VintaSoft Imaging .NET SDK v8.7
In This Topic
    OCR: How to recognize text in two languages?
    In This Topic

    Here is an example that shows how to recognize text written in English and German in consecutive order:

    ' The project, which uses this code, must have references to the following assemblies:
    ' - Vintasoft.Imaging
    ' - Vintasoft.Imaging.Ocr
    ' - Vintasoft.Imaging.Ocr.Tesseract
    
    Class RecognitionRegionExample
            ''' <summary>
            ''' Recognizes the English and German text in 2 image regions.
            ''' </summary>
            ''' <param name="filename">The name of file, which stores images with text.</param>
            Public Shared Sub OcrImageUsingTesseractEngine(filename As String)
                    ' create the image collection
                    Using images As New Vintasoft.Imaging.ImageCollection()
                            ' add images to image collection
                            images.Add(filename)
    
                            System.Console.WriteLine("Create Tesseract OCR engine...")
                            Using tesseractOcr As New Vintasoft.Imaging.Ocr.Tesseract.TesseractOcr()
                                    ' create OCR engine manager
                                    Dim engineManager As New Vintasoft.Imaging.Ocr.OcrEngineManager(tesseractOcr)
    
                                    Dim englishLanguage As Vintasoft.Imaging.Ocr.OcrLanguage = Vintasoft.Imaging.Ocr.OcrLanguage.English
                                    Dim germanLanguage As Vintasoft.Imaging.Ocr.OcrLanguage = Vintasoft.Imaging.Ocr.OcrLanguage.German
    
                                    ' create OCR settings
                                    Dim settings As New Vintasoft.Imaging.Ocr.OcrEngineSettings(englishLanguage)
    
                                    ' for each image
                                    For Each image As Vintasoft.Imaging.VintasoftImage In images
                                            ' create the recognition regions
                                            Dim regions As Vintasoft.Imaging.Ocr.RecognitionRegion() = New Vintasoft.Imaging.Ocr.RecognitionRegion(1) {}
                                            regions(0) = New Vintasoft.Imaging.Ocr.RecognitionRegion(New Vintasoft.Imaging.RegionOfInterest(0, 0, image.Width, image.Height \ 2), englishLanguage)

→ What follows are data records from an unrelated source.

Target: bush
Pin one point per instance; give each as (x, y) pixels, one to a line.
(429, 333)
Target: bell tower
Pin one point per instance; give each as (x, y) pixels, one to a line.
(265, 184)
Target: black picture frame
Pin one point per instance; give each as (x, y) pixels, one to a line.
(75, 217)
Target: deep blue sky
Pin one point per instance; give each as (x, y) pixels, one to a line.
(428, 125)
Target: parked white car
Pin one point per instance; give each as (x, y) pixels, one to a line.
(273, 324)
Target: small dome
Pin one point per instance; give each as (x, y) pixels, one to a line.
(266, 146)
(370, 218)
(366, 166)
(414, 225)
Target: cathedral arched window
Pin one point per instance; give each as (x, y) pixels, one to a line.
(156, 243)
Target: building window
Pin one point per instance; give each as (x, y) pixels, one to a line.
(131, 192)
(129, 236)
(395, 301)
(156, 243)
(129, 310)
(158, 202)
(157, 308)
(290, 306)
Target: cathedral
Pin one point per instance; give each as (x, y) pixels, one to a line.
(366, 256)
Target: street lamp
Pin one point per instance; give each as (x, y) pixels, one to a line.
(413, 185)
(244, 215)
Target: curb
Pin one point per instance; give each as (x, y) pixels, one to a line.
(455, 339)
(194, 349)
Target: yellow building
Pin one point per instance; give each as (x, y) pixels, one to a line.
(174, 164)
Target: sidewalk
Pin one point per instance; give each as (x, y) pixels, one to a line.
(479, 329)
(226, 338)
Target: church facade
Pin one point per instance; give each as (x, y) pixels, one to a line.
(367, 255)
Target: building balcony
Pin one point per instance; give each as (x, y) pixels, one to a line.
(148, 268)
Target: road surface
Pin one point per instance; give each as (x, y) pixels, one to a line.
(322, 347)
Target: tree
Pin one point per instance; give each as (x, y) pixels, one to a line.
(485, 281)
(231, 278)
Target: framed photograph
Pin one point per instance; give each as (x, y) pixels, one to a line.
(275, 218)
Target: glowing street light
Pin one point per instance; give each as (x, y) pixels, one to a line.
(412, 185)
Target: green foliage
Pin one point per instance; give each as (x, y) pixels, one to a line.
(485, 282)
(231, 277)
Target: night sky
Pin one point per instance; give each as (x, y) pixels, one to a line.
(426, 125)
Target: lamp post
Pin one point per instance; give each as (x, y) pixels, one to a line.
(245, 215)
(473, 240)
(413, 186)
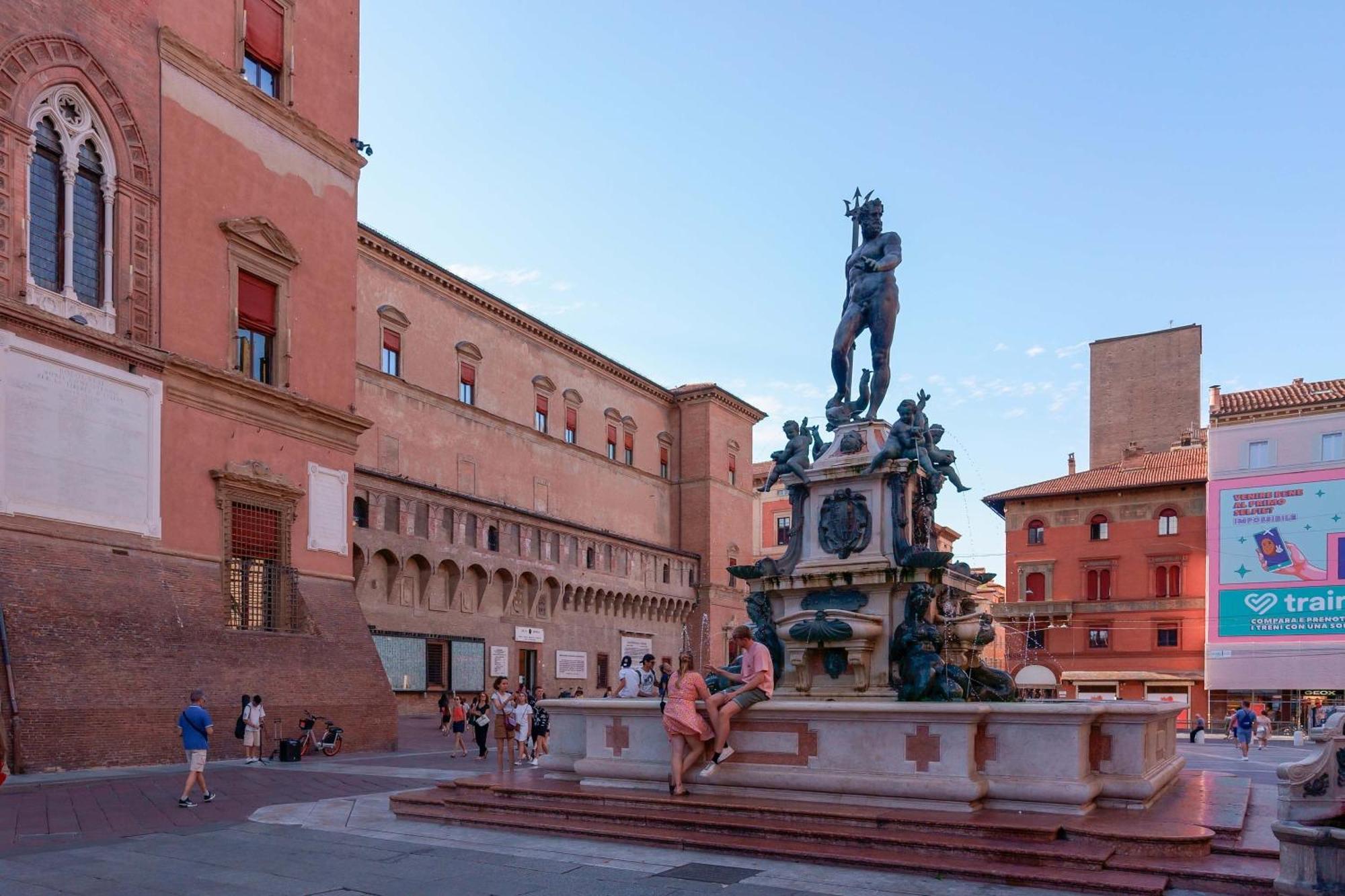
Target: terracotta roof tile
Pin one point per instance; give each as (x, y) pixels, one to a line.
(1296, 395)
(1160, 469)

                                            regions(1) = New Vintasoft.Imaging.Ocr.RecognitionRegion(New Vintasoft.Imaging.RegionOfInterest(0, image.Height \ 2, image.Width, image.Height \ 2), germanLanguage)
    
                                            System.Console.WriteLine("Recognize the image...")
    
                                            ' recognize text in image regions
                                            Dim ocrResult As Vintasoft.Imaging.Ocr.Results.OcrPage = engineManager.Recognize(image, settings, regions)
    
                                            ' output the recognition result
                                            System.Console.WriteLine("Page Text:")

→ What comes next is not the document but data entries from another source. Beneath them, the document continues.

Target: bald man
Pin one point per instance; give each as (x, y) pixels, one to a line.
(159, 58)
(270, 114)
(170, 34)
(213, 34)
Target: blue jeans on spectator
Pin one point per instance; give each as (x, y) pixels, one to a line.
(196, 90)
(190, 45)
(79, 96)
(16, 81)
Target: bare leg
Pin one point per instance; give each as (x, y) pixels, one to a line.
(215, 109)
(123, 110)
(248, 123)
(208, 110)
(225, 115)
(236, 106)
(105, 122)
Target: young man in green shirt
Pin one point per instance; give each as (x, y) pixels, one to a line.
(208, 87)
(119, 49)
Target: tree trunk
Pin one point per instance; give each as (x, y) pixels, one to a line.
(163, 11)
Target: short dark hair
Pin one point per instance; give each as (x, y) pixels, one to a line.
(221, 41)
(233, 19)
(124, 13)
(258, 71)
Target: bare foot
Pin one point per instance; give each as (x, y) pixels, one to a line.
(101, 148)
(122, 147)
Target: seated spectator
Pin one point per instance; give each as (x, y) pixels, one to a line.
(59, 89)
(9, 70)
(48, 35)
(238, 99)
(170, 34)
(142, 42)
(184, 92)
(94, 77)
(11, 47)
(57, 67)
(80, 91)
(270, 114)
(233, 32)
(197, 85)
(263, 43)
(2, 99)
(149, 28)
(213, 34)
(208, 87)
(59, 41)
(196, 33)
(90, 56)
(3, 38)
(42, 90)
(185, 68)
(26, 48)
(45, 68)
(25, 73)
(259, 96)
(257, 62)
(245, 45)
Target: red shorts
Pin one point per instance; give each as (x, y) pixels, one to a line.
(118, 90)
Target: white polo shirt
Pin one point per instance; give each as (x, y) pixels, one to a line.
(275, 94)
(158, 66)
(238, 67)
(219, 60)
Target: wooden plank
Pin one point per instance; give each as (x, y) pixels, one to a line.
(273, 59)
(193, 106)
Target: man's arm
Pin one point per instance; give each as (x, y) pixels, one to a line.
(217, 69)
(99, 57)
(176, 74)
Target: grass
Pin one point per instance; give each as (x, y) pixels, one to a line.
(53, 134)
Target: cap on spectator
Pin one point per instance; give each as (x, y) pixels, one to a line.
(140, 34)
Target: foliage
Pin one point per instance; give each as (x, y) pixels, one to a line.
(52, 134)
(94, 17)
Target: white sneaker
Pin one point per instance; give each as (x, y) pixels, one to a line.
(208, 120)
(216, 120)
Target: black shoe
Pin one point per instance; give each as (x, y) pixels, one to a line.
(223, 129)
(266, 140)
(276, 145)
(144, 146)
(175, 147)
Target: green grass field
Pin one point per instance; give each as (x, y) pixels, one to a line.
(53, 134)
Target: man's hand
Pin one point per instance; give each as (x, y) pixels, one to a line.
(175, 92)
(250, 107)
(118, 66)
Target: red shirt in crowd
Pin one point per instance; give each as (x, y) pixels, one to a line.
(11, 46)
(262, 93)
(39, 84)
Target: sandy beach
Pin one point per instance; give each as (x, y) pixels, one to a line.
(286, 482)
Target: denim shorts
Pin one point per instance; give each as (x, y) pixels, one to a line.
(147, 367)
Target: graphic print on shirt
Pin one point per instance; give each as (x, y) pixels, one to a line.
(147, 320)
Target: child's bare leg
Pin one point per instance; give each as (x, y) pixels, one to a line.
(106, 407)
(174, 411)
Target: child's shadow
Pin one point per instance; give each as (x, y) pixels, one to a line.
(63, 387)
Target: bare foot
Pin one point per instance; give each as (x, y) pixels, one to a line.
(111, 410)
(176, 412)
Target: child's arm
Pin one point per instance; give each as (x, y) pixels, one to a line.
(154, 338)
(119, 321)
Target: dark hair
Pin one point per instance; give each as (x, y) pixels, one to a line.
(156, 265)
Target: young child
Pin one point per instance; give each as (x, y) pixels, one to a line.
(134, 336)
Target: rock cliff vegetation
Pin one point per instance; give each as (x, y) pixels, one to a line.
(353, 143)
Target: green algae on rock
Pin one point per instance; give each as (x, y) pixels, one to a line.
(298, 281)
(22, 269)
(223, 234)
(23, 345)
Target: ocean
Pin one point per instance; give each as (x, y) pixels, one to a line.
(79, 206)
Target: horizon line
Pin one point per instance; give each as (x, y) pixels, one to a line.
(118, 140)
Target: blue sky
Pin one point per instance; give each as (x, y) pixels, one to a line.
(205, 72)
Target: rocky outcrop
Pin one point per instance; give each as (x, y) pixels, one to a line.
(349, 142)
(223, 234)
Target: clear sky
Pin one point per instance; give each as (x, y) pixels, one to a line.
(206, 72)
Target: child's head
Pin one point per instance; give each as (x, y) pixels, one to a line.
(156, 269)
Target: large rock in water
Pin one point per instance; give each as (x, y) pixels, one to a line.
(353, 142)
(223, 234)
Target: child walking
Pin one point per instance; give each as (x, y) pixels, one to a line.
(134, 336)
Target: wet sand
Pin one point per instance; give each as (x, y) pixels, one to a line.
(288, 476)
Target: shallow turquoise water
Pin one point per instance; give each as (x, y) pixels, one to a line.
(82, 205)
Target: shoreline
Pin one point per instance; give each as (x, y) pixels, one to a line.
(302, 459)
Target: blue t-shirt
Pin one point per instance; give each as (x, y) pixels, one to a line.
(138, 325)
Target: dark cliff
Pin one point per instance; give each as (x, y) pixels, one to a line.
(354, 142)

                                            System.Console.WriteLine(ocrResult.GetText())
                                            System.Console.WriteLine()
                                    Next
                            End Using
    
                            ' free images
                            images.ClearAndDisposeItems()
                    End Using
            End Sub
    End Class
                  
    
    // The project, which uses this code, must have references to the following assemblies:
    // - Vintasoft.Imaging
    // - Vintasoft.Imaging.Ocr
    // - Vintasoft.Imaging.Ocr.Tesseract
    
    class RecognitionRegionExample
    {
        /// <summary>
        /// Recognizes the English and German text in 2 image regions.
        /// </summary>
        /// <param name="filename">The name of file, which stores images with text.</param>
        public static void OcrImageUsingTesseractEngine(string filename)
        {
            // create the image collection
            using (Vintasoft.Imaging.ImageCollection images = new Vintasoft.Imaging.ImageCollection())
            {
                // add images to image collection
                images.Add(filename);
    
                System.Console.WriteLine("Create Tesseract OCR engine...");
                using (Vintasoft.Imaging.Ocr.Tesseract.TesseractOcr tesseractOcr = 
                    new Vintasoft.Imaging.Ocr.Tesseract.TesseractOcr())
                {
                    // create OCR engine manager
                    Vintasoft.Imaging.Ocr.OcrEngineManager engineManager = 
                        new Vintasoft.Imaging.Ocr.OcrEngineManager(tesseractOcr);
    
                    Vintasoft.Imaging.Ocr.OcrLanguage englishLanguage = Vintasoft.Imaging.Ocr.OcrLanguage.English;
                    Vintasoft.Imaging.Ocr.OcrLanguage germanLanguage = Vintasoft.Imaging.Ocr.OcrLanguage.German;
    
                    // create OCR settings
                    Vintasoft.Imaging.Ocr.OcrEngineSettings settings = 
                        new Vintasoft.Imaging.Ocr.OcrEngineSettings(englishLanguage);
    
                    // for each image
                    foreach (Vintasoft.Imaging.VintasoftImage image in images)
                    {
                        // create the recognition regions
                        Vintasoft.Imaging.Ocr.RecognitionRegion[] regions = 
                            new Vintasoft.Imaging.Ocr.RecognitionRegion[2];
                        regions[0] = new Vintasoft.Imaging.Ocr.RecognitionRegion(
                            new Vintasoft.Imaging.RegionOfInterest(0, 0, image.Width, image.Height / 2),
                            englishLanguage);
                        regions[1] = new Vintasoft.Imaging.Ocr.RecognitionRegion(
                            new Vintasoft.Imaging.RegionOfInterest(0, image.Height / 2, image.Width, image.Height / 2),
                            germanLanguage);
    
                        System.Console.WriteLine("Recognize the image...");
                        
                        // recognize text in image regions
                        Vintasoft.Imaging.Ocr.Results.OcrPage ocrResult = engineManager.Recognize(image, settings, regions);
    
                        // output the recognition result
                        System.Console.WriteLine("Page Text:");
                        System.Console.WriteLine(ocrResult.GetText());
                        System.Console.WriteLine();
                    }
                }
    
                // free images
                images.ClearAndDisposeItems();
            }
        }
    }